Replay is a re-read of the bucket. A processing outage on the SOC side recovers by rewinding the bucket cursor and re-fetching. No coordination with the client, no asking for archives, no per-host log slicing. The incident we just investigated would have been a one-line bucket-scan, against immutable data the client retains for the contracted period whether the SOC pulled it or not.
The sensorbox shrinks or disappears. When the client's existing systems already write to cloud object storage (most modern applications can), nothing is needed on the SOC side beyond the bucket reader and the anonymization interface. When the client's systems emit only syslog (legacy applications), a small shim on the client side translates syslog to bucket writes. The failure mode that started this incident now lives behind the contractual boundary, in infrastructure the client owns and operates.
Per-customer separation is built in. Each client has their own bucket, their own anonymization interface, their own retention. Multi-tenancy is enforced at the boundary, not at the application layer. The priority-inversion patterns that show up in shared SOAR pipelines do not show up here because there is no shared layer to invert.
Observability is the bucket's exhaust. Object-storage providers emit write rates, object counts, age of latest object, bytes written per minute. Dashboards build themselves. The absent-data alert from Phase 2 becomes "no objects written to client X's bucket for fifteen minutes," which the provider's own monitoring tells you about without any custom rules.
At SOC-realistic volumes (single-digit gigabytes per day per client at the low end, low-terabytes per day per client at the high end), object-storage costs run double-digit to low-three-digit dollars per month per customer, paid out of the client's account because the bucket is theirs. The SOC's own cost becomes the anonymization interface and the SIEM-side consumer, both well-bounded by design and neither scaling with archive size. The sensorbox host that the existing architecture relies on probably costs more than the entire SOC-side bill of the new design.
The handover
We left the team with three artifacts. A recovery runbook for the next time this happens, in case the re-architecture takes a while.

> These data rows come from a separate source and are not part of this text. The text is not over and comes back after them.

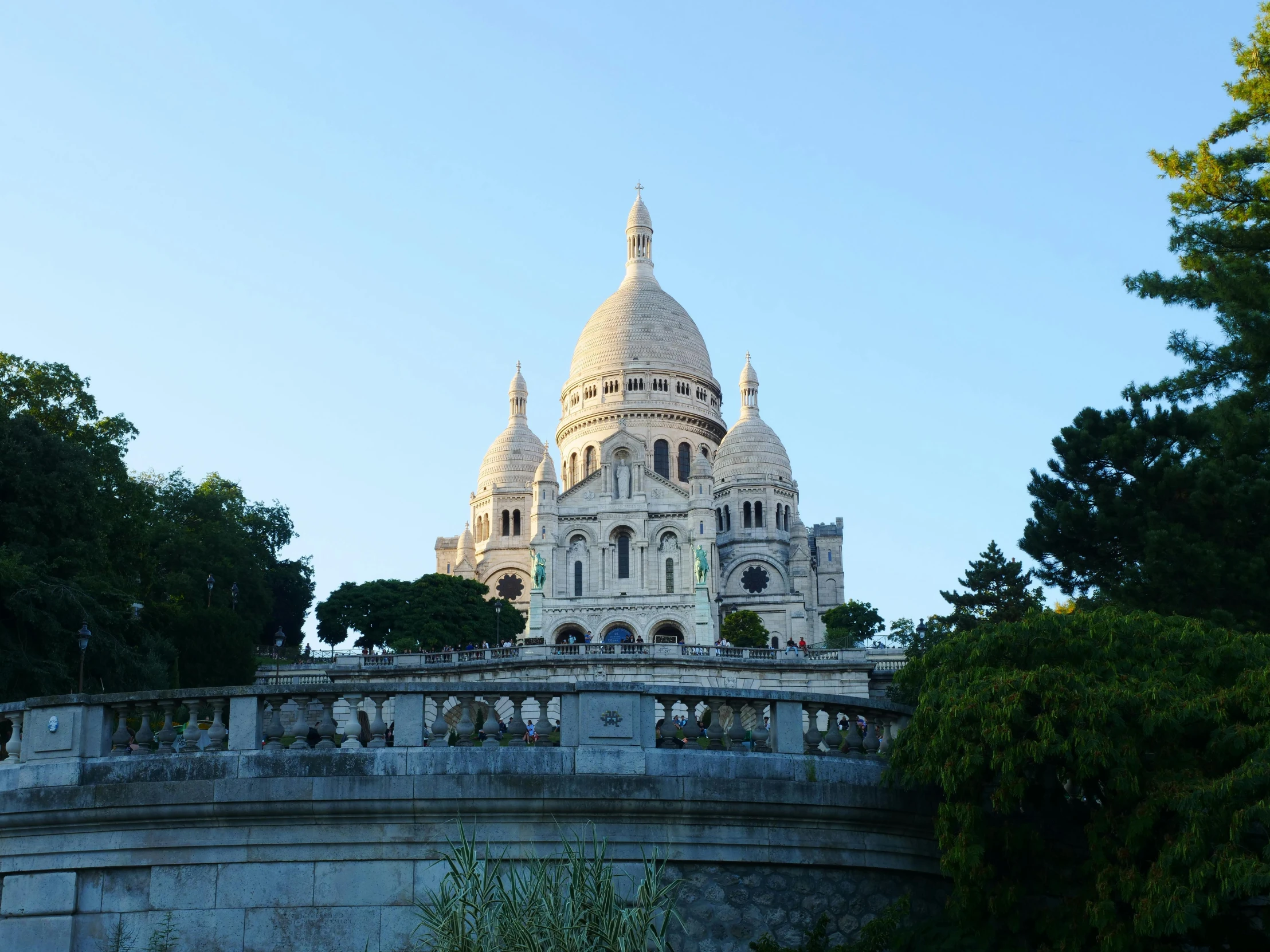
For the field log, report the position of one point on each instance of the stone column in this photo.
(120, 741)
(354, 726)
(379, 730)
(273, 729)
(327, 726)
(167, 734)
(192, 733)
(516, 726)
(300, 729)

The five short-term fixes, with config snippets, Prometheus rules, and an audit table. An architecture proposal for the rebuild, with cost estimates and a migration sequence that lets the existing system keep running until the new one parity-validates.
None of the long-term changes were urgent. All of them were obvious once the diagnosis was on paper. The team agreed to move on the short-term fixes inside a sprint and put the re-architecture on the next quarter's planning. Without it, the next /var-full incident is a matter of when, not if.

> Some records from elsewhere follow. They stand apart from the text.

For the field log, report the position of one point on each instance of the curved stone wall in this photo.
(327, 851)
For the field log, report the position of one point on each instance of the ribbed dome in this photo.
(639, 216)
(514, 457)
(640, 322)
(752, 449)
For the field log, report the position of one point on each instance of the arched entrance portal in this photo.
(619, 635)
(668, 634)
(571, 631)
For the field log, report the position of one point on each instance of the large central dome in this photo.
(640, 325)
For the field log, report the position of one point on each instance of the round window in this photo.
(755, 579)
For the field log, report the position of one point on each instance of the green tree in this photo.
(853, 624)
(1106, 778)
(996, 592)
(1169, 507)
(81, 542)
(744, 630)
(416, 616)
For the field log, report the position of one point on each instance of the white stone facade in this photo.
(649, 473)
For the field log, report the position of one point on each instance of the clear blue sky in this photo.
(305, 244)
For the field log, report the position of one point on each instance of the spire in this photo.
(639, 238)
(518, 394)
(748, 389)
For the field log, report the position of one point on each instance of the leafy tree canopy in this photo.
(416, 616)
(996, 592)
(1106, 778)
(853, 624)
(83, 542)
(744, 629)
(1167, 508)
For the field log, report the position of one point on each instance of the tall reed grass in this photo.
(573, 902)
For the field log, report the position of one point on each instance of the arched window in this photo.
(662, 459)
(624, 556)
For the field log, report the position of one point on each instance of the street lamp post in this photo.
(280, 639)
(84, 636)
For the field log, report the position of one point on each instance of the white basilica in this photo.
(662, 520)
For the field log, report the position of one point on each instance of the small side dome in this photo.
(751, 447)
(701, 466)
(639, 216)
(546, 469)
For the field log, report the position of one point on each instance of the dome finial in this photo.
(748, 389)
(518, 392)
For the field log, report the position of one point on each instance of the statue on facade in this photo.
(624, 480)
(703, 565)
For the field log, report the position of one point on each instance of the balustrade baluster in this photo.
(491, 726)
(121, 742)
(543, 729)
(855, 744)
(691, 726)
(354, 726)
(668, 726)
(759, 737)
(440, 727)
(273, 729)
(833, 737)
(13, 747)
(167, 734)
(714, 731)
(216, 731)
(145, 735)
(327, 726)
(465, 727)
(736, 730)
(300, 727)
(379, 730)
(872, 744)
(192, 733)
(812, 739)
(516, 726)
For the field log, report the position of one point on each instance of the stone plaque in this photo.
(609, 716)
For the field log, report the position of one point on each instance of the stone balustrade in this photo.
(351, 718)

What this kind of work looks like in general
UDP-syslog outages are a category. The pattern is identical across deployments: the sender is UDP, the receiver has a single point of failure with finite disk, the architecture has no path to surface its own degradation, the loss is silent until a human notices something downstream. Most operators inherit this design rather than choose it, which means most of them are one disk-fillup away from the same incident.

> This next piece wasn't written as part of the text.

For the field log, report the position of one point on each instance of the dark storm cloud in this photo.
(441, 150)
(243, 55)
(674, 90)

Investigation jobs like this resolve the same way every time. Recover what can be recovered. Write up the root cause. Propose short-term fixes that close the contributing failures. Offer a re-architecture for the team that wants to stop having this incident on quarterly rotation. The interesting work is in the third and fourth parts. The first two are mechanics. The fourth is where the actual long-term cost of a 1990s design gets accounted for, and where the new shape stops being theoretical.